Dr. Aberdeen was truly of the mildest disposition imaginable. He had never been known to kick. He had never even been known to open his mouth and snap at a fly, but the expression of his countenance, if it might be so called, when he was on the chase, was vicious and determined in the extreme, and by no means betrayed the purely facetious nature of his intentions. During school hours he seldom wandered from the immediate vicinity of the school-house, where he appeared to be waiting for the children to come out to play. Often have I looked up to see him gazing in at the windows with a gleam of evil expectancy in his melancholy dun brown eye.

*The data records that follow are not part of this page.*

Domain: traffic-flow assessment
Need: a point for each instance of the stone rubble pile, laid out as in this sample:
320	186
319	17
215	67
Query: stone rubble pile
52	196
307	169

With the joyful advent of the spring came, also, Tommy's tame owl and "Happy Moses." Tommy's owl emerged from his winter-quarters, and took up his daily post of observation on the fence on the shady side of the school-house. He was blind in one eye, which eye was always open, the other was always closed. Yet with that one glassy, unblinking orb, Tommy's owl seemed to me, as I lifted my eyes to the window, to be reviewing the past with an indifference as calm and all-embracing as that with which he sent his inexorable gaze into the future; and to take in me and the passing events of the school-room as a mere speck in his kaleidoscopic vision of the ages.
What was the winter's thraldom from which Happy Moses had escaped, I never learned. He was a broad-shouldered fellow, six feet in height, with a beard like flax, and a sunny, ingenuous countenance. What term should have been applied to his eccentricities in politer circles I cannot say, but in Wallencamp, he was artlessly designated as "the fool." Whether it was on this account, that with a certain rashness of perception peculiar to the Wallencampers, they always prefixed the adjective "happy" to his name, or merely on account of the transparent sunniness of his disposition, I cannot say, either.
Happy Moses played with the children. He regarded me, as one of the class of those who presume to teach, with mingled scorn and aversion. When I went to the door to blow the children in from their play, he invariably turned his back upon me, cocked his hat on one side of his head, and walked away with an air that was palpably reckless, defiant, and jaunty.